Table CO2 vs Table O2 : quelle différence ?
Si vous pratiquez l'apnée depuis un moment, vous avez forcément entendu parler des tables CO2 et des tables O2. Ces deux protocoles d'entraînement structurés sont utilisés par les apnéistes du monde entier — des débutants en piscine aux plongeurs compétitifs en profondeur — pour améliorer leur capacité à rester plus longtemps sous l'eau. Pourtant, malgré leur usage fréquent dans les mêmes discussions, ces deux méthodes ciblent des systèmes physiologiques complètement différents et répondent à des objectifs distincts dans votre entraînement.
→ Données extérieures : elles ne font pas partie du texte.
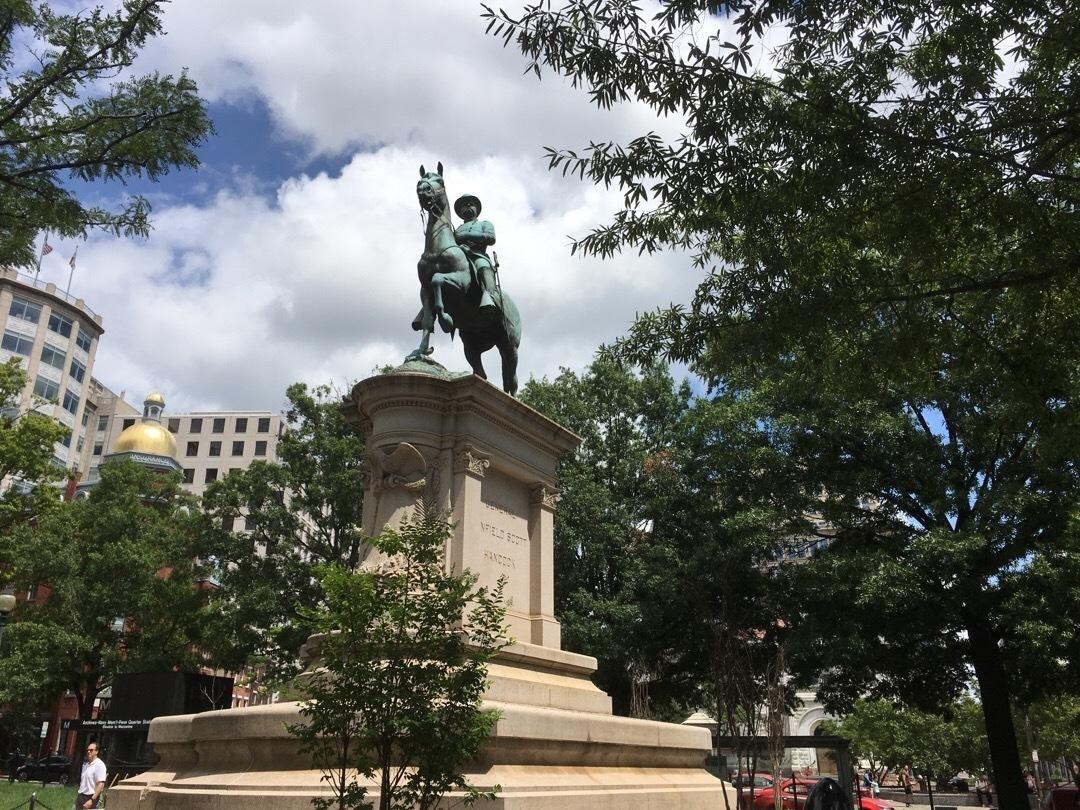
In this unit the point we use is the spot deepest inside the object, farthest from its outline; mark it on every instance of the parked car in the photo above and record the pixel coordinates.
(794, 792)
(48, 769)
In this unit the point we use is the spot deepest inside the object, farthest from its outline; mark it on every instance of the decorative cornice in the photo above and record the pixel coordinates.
(543, 496)
(389, 468)
(471, 460)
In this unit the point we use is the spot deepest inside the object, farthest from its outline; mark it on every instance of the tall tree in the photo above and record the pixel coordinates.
(396, 697)
(889, 196)
(72, 111)
(299, 512)
(26, 455)
(93, 624)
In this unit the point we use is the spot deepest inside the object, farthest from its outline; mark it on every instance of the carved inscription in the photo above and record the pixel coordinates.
(503, 534)
(502, 559)
(498, 526)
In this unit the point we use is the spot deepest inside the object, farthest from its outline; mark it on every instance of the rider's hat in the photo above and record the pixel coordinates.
(460, 203)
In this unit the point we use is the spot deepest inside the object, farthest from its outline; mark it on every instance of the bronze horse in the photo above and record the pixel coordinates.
(449, 293)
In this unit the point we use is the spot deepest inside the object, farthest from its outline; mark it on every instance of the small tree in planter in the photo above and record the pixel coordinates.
(403, 667)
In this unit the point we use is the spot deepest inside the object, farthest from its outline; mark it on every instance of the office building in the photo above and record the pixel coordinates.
(54, 336)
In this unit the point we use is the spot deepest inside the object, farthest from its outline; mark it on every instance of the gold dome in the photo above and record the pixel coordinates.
(148, 437)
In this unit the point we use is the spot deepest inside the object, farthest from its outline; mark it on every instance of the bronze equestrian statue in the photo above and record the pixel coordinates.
(459, 284)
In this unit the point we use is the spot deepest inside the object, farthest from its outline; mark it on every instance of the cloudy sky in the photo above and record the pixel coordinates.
(291, 254)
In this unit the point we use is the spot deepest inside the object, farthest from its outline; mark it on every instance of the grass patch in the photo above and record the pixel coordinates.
(52, 797)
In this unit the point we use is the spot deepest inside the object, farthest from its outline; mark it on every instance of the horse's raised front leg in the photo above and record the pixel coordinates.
(509, 353)
(424, 322)
(436, 289)
(475, 359)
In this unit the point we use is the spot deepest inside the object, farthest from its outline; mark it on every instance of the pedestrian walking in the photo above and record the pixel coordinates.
(92, 780)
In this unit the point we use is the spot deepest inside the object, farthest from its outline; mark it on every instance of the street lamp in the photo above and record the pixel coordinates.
(7, 605)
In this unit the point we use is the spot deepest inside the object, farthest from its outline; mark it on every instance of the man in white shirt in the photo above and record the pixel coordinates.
(92, 781)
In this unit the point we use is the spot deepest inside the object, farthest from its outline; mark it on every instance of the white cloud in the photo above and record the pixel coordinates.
(228, 304)
(346, 73)
(230, 300)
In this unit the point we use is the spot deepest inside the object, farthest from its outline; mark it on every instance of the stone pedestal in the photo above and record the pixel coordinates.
(464, 446)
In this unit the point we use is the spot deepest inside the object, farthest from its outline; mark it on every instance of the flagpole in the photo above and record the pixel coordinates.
(71, 262)
(41, 255)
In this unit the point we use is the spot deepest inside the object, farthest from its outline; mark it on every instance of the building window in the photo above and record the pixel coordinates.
(53, 356)
(61, 324)
(45, 389)
(15, 342)
(26, 310)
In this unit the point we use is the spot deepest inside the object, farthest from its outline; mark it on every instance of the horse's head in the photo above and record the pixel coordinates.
(431, 190)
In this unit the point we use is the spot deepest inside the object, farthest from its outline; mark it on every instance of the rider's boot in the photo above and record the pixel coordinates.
(486, 283)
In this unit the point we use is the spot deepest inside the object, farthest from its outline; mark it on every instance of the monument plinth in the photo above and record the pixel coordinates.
(489, 460)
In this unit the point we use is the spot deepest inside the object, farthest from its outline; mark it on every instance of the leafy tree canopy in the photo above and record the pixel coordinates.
(403, 652)
(298, 513)
(90, 623)
(72, 111)
(661, 542)
(885, 205)
(890, 737)
(834, 152)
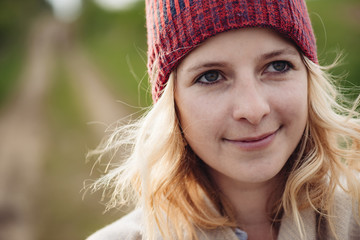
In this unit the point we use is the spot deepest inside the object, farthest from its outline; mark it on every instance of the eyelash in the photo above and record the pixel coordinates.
(288, 67)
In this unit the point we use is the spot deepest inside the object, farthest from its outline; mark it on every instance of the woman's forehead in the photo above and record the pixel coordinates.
(245, 43)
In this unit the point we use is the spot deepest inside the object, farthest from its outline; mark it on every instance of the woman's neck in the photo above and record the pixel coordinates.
(251, 204)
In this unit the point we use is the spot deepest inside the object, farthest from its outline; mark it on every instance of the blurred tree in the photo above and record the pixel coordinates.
(15, 19)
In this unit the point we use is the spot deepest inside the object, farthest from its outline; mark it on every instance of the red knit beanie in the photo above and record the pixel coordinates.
(175, 27)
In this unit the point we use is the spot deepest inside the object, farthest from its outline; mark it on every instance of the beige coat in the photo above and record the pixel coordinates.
(130, 226)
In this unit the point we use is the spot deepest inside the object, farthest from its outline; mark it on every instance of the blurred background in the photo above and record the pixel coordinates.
(68, 69)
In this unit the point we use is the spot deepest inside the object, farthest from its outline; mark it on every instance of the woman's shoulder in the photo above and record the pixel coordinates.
(129, 227)
(346, 215)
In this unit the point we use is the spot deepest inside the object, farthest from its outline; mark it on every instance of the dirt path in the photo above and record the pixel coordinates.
(24, 128)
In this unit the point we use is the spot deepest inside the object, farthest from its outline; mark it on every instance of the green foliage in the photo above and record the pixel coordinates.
(15, 18)
(337, 28)
(117, 43)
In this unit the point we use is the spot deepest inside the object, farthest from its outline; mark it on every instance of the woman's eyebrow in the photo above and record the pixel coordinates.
(265, 56)
(206, 65)
(280, 52)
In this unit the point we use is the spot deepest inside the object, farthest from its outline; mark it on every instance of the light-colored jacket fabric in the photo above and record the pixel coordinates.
(131, 226)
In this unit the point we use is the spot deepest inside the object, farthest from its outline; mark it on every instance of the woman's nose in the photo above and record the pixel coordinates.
(250, 102)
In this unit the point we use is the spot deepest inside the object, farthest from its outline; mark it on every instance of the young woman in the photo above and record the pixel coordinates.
(246, 139)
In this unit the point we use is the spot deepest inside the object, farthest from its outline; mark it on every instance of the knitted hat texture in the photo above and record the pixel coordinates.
(175, 27)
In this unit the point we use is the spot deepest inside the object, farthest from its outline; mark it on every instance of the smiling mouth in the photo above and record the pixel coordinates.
(254, 143)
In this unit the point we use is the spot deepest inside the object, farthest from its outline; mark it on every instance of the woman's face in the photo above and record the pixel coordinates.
(242, 103)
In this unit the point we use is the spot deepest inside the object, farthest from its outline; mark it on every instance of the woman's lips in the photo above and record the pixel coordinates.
(254, 143)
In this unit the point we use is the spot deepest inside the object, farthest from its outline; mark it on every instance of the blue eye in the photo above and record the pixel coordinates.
(209, 77)
(278, 66)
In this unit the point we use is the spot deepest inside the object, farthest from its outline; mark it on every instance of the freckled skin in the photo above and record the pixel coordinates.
(246, 124)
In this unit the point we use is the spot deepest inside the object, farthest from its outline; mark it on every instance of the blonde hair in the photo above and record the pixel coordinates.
(164, 177)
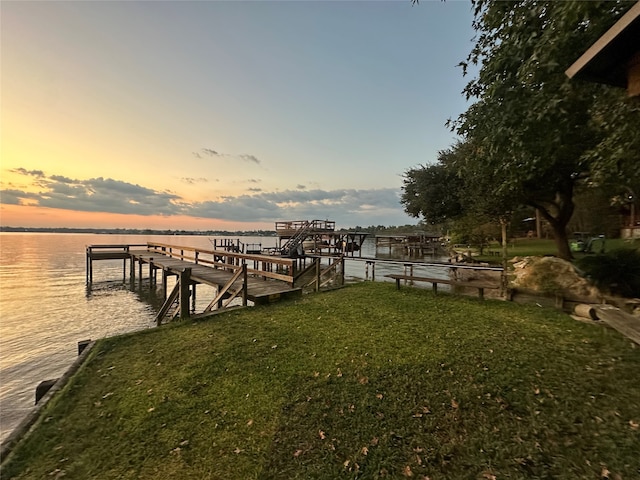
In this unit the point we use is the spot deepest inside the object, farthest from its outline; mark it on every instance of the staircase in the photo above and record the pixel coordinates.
(290, 248)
Les confondre — ou pire, en ignorer une — peut considérablement freiner votre progression.
Dans cet article, nous allons décortiquer la science derrière chaque type de table, proposer des exemples concrets, les comparer côte à côte et vous donner un cadre clair pour les intégrer toutes les deux dans votre semaine d'entraînement.
La physiologie de l'apnée
Pour comprendre pourquoi les tables CO2 et O2 fonctionnent si différemment, il faut d'abord comprendre ce qui se passe réellement dans votre corps lors d'une apnée.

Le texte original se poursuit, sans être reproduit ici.